Difference between calling a method and accessing an attribute
What is a "callable"?
Python __call__ special method practical example
After crashing with metaclasses i delved into the topic of metaprogramming in Python and I have a couple of questions that are, imho, not clearly anwered in available docs.
When using both __new__ and __init__ in a metaclass, their arguments must be defined the same?
What's most efficient way to define class __init__ in a metaclass?
Is there any way to refer to class instance (normally self) in a metaclass?
When using both __new__ and __init__
in a metaclass, their arguments must
be defined the same?
I think Alex Martelli explains
it most succinctly:
class Name(Base1,Base2): <<body>>
__metaclass__==suitable_metaclass
means
Name = suitable_metaclass('Name', (Base1,Base2), <<dict-built-by-body>>)
So stop thinking about
suitable_metaclass as a metaclass
for a moment and just regard it as a
class. Whenever you see
suitable_metaclass('Name', (Base1,Base2), <<dict-built-by-body>>)
it tells you that
suitable_metaclass's __new__
method must have a signature
something like
def __new__(metacls, name, bases, dct)
and a __init__ method like
def __init__(cls, name, bases, dct)
So the signatures are not exactly the same, but they differ only in the first argument.
What's most efficient way to define
class __init__ in a metaclass?
What do you mean by efficient? It is
not necessary to define the __init__
unless you want to.
Is there any way to refer to class
instance (normally self) in a
metaclass?
No, and you should not need to.
Anything that depends on the class
instance should be dealt with in the
class definition, rather than in the
metaclass.
For 1: The __init__ and __new__ of any class have to accept the same arguments, because they would be called with the same arguments.
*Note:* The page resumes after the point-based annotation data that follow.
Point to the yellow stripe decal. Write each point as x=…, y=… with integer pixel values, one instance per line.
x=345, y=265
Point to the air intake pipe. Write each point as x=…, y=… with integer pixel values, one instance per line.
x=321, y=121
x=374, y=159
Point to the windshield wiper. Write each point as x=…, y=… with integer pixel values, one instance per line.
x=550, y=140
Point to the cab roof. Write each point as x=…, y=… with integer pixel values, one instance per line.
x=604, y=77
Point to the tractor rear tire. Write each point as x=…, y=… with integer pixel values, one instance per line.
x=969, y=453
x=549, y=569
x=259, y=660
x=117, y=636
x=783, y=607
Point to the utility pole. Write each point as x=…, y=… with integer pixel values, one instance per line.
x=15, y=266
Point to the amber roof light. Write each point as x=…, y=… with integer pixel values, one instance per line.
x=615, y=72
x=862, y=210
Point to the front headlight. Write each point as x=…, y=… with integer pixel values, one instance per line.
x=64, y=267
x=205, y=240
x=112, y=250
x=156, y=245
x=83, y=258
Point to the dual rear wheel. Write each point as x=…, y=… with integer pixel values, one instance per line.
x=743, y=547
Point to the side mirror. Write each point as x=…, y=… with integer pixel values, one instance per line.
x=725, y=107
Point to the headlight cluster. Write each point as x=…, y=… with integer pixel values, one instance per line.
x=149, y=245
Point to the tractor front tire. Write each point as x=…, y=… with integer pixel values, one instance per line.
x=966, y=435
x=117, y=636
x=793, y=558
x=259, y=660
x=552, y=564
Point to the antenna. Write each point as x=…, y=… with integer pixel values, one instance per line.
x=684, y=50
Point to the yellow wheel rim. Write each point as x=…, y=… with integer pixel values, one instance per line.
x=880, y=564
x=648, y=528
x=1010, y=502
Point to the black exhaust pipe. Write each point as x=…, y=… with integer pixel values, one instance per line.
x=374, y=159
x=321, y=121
It's common for __new__ to take more arguments that it ignores (e.g. object.__new__ takes any arguments and it ignores them) so that __new__ doesn't have to be overridden during inheritance, but you usually only do that when you have no __new__ at all.
This isn't a problem here, because as it was stated, metaclasses are always called with the same set of arguments always so you can't run into trouble. With the arguments at least. But if you're modifying the arguments that are passed to the parent class, you need to modify them in both.
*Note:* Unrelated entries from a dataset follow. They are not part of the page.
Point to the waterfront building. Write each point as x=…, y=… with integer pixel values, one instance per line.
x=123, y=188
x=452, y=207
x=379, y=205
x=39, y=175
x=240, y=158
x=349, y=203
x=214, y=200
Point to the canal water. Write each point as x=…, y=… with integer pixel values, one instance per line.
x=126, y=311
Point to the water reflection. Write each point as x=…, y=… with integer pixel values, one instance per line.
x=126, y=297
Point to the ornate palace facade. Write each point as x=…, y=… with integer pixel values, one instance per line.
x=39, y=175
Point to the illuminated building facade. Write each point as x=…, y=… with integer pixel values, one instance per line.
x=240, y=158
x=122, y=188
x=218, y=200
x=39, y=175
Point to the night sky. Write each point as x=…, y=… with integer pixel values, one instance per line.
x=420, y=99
For 2: You usually don't define the class __init__ in a metaclass. You can write a wrapper and replace the __init__ of the class in either __new__ or __init__ of the metaclass, or you can redefine the __call__ on the metaclass. The former would act weirdly if you use inheritance.
import functools
class A(type):
def __call__(cls, *args, **kwargs):
r = super(A, cls).__call__(*args, **kwargs)
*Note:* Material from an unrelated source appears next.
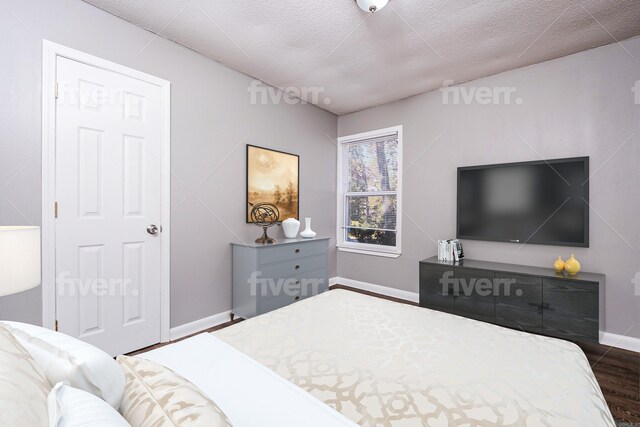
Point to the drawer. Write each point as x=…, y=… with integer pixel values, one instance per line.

print "%s was instantiated" % (cls.__name__, )
print "the new instance is %r" % (r, )
return r
class B(type):
def __init__(cls, name, bases, dct):
super(B, cls).__init__(name, bases, dct)
if '__init__' not in dct:
return
old_init = dct['__init__']
#functools.wraps(old_init)
def __init__(self, *args, **kwargs):
old_init(self, *args, **kwargs)
print "%s (%s) was instantiated" % (type(self).__name__, cls.__name__)
print "the new instance is %r" % (self, )
cls.__init__ = __init__
class T1:
__metaclass__ = A
class T2:
__metaclass__ = B
def __init__(self):
pass
class T3(T2):
def __init__(self):
super(T3, self).__init__()
And the result from calling it:
>>> T1()
T1 was instantiated
the new instance is <__main__.T1 object at 0x7f502c104290>
<__main__.T1 object at 0x7f502c104290>
>>> T2()
T2 (T2) was instantiated
the new instance is <__main__.T2 object at 0x7f502c0f7ed0>
<__main__.T2 object at 0x7f502c0f7ed0>
>>> T3()
T3 (T2) was instantiated
the new instance is <__main__.T3 object at 0x7f502c104290>
T3 (T3) was instantiated
the new instance is <__main__.T3 object at 0x7f502c104290>
<__main__.T3 object at 0x7f502c104290>
For 3: Yes, from __call__ as shown above.